MUNICH — Siemens today released its third quarter fiscal year 2024 earnings report.
Siemens continued its profitable growth trajectory again in the third quarter. Overall, the company clearly increased its net income and profit margin and thus demonstrated its financial strength once again. With a sustained large order backlog, which totaled €113 billion in Q3, and a book-to-bill ratio greater than 1, Siemens is optimally equipped for the future.
As a result, the Siemens Group confirms its outlook for fiscal 2024, whereby comparable revenue growth – that is, excluding currency translation and portfolio effects – at Group level (in the range of 4 percent to 8 percent) and the profit margin at Digital Industries (18 percent to 21 percent) will be at the lower end of their respective target ranges. The profit margin at Smart Infrastructure is expected to be at the upper end of its target range (16 percent to 17 percent).
“We grew profitably in the third quarter, continuing to benefit from the high demand in electrification. Another growth driver was our particularly strong industrial software business, which won several large license contracts. The industrial automation business remains challenging. We confirm our company’s full-year outlook,” said Roland Busch, President and Chief Executive Officer of Siemens AG.
“Overall, we achieved clear increases in both net income and profit margin in the third quarter. We again generated strong free cash flow, and we will re-emphasize our clear focus on cash with a strong fourth quarter,” said Ralf P. Thomas, Chief Financial Officer of Siemens AG.
Clear increase in net income and profit margin
Revenue in Q3 2024 rose 5 percent on a comparable basis – that is, excluding currency translation and portfolio effects – to €18.9 billion compared to the prior-year period (Q3 2023: €18.1 billion). Orders declined 15 percent on a comparable basis to €19.8 billion (Q3 2023: €23.5 billion), with higher order volumes at most industrial businesses, including double-digit percentage increases at Digital Industries and Smart Infrastructure. In contrast, the volume of major orders at Mobility was lower compared to Mobility’s record-high order intake in Q3 2023. With an order backlog that remained at the high level of €113 billion and a book-to-bill ratio of 1.05, Siemens again delivered strong results.
Profit Industrial Business grew 11 percent to €3.0 billion (Q3 2023: €2.7 billion) with contributions from all industrial businesses. The profit margin increased to 16.5 percent (Q3 2023: 15.4 percent).

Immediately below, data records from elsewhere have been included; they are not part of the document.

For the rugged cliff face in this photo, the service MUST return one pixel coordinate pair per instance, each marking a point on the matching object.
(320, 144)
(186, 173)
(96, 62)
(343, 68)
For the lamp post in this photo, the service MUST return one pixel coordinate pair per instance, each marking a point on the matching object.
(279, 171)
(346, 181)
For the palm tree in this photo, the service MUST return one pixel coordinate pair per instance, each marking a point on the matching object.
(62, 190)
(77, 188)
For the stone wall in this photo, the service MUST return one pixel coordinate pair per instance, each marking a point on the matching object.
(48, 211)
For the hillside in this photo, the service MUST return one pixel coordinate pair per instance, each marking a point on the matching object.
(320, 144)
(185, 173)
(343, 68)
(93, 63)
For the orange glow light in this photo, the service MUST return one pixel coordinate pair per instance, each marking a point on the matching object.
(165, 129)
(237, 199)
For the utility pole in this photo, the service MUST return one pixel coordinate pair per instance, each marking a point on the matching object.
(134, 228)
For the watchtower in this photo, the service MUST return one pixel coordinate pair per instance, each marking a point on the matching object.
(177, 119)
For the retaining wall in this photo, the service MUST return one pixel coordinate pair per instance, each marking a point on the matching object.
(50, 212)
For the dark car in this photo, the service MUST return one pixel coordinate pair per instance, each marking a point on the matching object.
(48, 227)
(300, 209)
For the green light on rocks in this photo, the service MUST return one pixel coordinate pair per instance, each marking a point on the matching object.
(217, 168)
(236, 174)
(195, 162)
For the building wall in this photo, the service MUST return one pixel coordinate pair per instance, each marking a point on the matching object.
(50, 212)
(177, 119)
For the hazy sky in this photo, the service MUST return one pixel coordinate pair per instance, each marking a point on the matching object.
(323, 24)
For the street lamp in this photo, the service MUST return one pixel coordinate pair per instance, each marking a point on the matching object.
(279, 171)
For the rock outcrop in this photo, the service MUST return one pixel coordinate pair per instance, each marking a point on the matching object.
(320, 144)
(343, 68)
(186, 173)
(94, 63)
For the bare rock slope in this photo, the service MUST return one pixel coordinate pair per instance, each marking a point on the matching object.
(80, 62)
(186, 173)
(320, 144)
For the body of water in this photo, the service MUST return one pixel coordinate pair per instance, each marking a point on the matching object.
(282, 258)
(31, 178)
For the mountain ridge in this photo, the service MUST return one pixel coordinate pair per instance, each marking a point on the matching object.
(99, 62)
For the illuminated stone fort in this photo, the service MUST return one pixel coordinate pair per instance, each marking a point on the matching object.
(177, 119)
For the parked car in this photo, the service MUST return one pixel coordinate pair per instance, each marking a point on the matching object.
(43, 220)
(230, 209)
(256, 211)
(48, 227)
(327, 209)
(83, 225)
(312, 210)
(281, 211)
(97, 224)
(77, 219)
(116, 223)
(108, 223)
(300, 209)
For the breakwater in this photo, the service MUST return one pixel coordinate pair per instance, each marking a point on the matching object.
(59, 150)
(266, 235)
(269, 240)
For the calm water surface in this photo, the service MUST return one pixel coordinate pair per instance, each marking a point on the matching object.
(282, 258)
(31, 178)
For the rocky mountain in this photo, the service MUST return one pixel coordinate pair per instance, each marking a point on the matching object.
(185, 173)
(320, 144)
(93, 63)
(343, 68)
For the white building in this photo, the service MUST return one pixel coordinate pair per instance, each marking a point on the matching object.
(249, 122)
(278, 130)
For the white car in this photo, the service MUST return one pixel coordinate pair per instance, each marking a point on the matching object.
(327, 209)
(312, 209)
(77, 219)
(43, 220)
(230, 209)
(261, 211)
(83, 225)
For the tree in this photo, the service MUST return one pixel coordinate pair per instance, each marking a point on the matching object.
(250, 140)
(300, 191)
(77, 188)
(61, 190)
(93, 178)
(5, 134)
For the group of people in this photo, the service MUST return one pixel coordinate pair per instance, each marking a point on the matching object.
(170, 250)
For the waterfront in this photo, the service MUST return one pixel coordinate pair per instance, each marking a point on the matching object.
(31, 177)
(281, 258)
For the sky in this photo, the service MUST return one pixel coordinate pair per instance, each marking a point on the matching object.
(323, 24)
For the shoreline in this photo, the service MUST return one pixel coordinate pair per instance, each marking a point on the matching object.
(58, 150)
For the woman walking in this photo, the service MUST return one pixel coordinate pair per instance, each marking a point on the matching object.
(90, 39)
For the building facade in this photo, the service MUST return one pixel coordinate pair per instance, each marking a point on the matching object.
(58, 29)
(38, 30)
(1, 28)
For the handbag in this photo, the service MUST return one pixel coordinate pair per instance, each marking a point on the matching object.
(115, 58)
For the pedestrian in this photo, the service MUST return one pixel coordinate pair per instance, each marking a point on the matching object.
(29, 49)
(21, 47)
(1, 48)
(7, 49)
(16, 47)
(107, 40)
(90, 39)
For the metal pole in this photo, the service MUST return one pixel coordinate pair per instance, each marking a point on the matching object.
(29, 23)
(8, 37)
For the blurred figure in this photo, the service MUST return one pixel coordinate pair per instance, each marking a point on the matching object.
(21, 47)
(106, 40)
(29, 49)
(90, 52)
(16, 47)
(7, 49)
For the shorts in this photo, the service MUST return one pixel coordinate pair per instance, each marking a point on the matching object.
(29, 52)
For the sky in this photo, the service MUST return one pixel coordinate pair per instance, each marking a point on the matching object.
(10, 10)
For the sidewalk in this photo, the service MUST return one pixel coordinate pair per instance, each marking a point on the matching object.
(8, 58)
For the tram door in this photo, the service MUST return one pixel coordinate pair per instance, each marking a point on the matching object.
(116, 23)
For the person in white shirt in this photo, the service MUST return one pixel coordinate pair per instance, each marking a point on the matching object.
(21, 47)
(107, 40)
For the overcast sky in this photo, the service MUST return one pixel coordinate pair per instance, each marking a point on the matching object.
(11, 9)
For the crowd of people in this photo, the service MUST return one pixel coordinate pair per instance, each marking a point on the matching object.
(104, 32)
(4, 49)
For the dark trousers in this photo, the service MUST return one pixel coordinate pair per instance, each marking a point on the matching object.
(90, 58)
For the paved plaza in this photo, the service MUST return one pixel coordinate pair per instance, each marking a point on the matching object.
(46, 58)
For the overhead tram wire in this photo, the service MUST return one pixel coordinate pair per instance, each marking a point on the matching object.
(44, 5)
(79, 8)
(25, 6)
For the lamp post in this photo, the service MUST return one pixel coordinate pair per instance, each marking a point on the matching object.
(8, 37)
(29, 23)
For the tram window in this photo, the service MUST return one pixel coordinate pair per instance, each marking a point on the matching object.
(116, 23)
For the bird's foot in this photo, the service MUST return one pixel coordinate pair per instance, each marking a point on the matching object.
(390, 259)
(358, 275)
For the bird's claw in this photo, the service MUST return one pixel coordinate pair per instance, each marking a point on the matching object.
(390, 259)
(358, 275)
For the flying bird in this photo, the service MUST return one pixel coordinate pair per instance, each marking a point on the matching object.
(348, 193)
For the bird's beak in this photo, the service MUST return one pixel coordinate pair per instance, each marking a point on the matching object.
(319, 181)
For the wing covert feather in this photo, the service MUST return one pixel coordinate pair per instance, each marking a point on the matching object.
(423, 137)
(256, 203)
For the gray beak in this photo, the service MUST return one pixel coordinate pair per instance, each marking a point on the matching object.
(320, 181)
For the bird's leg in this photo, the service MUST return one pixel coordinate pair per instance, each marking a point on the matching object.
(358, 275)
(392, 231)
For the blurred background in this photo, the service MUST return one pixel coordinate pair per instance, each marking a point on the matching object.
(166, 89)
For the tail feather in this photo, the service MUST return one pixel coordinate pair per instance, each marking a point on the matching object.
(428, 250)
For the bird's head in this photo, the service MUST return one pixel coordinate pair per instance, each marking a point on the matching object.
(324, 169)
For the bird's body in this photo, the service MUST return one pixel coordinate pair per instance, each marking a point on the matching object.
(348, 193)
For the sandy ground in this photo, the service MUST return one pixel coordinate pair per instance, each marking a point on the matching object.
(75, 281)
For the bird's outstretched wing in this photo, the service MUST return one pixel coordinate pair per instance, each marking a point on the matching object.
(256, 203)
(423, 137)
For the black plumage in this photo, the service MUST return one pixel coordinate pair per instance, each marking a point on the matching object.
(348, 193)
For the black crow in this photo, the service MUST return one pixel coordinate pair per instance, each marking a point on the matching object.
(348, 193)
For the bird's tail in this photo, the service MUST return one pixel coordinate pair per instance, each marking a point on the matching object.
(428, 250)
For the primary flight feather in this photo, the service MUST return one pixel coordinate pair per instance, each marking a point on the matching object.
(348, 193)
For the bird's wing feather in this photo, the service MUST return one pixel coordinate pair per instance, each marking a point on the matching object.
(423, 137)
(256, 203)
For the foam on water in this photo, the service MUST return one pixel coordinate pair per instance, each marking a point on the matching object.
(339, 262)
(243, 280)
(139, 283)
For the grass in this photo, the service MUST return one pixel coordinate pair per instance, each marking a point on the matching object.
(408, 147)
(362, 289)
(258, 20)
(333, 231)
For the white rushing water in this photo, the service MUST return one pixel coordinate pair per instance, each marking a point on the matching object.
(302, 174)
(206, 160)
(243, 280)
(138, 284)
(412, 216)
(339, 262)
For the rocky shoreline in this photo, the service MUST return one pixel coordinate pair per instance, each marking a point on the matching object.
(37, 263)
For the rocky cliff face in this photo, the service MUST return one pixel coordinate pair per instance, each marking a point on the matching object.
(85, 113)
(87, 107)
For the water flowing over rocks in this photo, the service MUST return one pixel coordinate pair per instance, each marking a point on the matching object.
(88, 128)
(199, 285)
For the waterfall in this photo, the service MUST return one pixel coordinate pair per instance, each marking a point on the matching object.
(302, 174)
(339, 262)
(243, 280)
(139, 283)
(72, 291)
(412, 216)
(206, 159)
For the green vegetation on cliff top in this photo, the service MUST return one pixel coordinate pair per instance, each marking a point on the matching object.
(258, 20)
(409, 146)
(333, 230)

Net income rose to €2.1 billion (Q3 2023: €1.4 billion), whereby the prior-year quarter had been impacted by a loss of €0.6 billion relating to the stake in Siemens Energy AG. Corresponding basic earnings per share before purchase price allocation accounting (EPS pre PPA) were €2.66 (Q3 2023: €1.78).
Free cash flow all-in at Group level from continuing and discontinued operations reached €2.1 billion (Q3 2023: €3.0 billion). The decline in free cash flow was due first to the Industrial Business, which generated solid free cash flow of €2.5 billion compared to €3.1 billion in Q3 2023. The prior-year quarter had included significant advance payments from Mobility customers. Second, cash outflows for tax payments were €0.5 billion higher in Q3 2024 than in the prior-year quarter.
Increase in profit margin at all industrial businesses
Orders at Digital Industries climbed 21 percent on a comparable basis to €4.5 billion, with exceptionally high order growth in the software business primarily driven by a number of large contract wins for licensed software. On the other hand, orders in the automation businesses came in moderately lower in a challenging market due to ongoing elevated stock levels at customers. At €4.9 billion, revenue was nearly at the level of Q3 2023, whereby higher revenue in the software business was offset by declines at the automation businesses and negative portfolio and currency translation effects. Profit rose 3 percent to €1.1 billion, while the profit margin improved one percentage point to 22.9 percent.
At Smart Infrastructure, orders rose 11 percent on a comparable basis to €6.0 billion with all businesses contributing to growth. Order intake included a number of larger contract wins for data centers and from customers in the energy sector. Revenue also rose at all businesses by 10 percent on a comparable basis to €5.4 billion, including substantial growth at the electrification business, which continued to execute rigorously on its large order backlog. On a geographic basis, the largest growth contribution came from the United States. Smart Infrastructure continued to increase profit and profitability year-over-year on higher revenue, increased capacity utilization and ongoing productivity improvements. Profit rose 20 percent to €923 million. The profit margin reached 17.0 percent compared to 15.6 percent in Q3 2023.
At Mobility, revenue rose slightly by 2 percent on a comparable basis to €2.6 billion. Orders, on the other hand, declined 71 percent on a comparable basis to €2.4 billion compared to Q3 2023, in which Mobility had reported a record order intake, including a €2.5 billion order for a turnkey rail system in Egypt and a €2.1 billion order for suburban trains in Germany. Profit totaled €227 million. The profit margin was 8.7 percent compared to 8.1 percent in Q3 2023.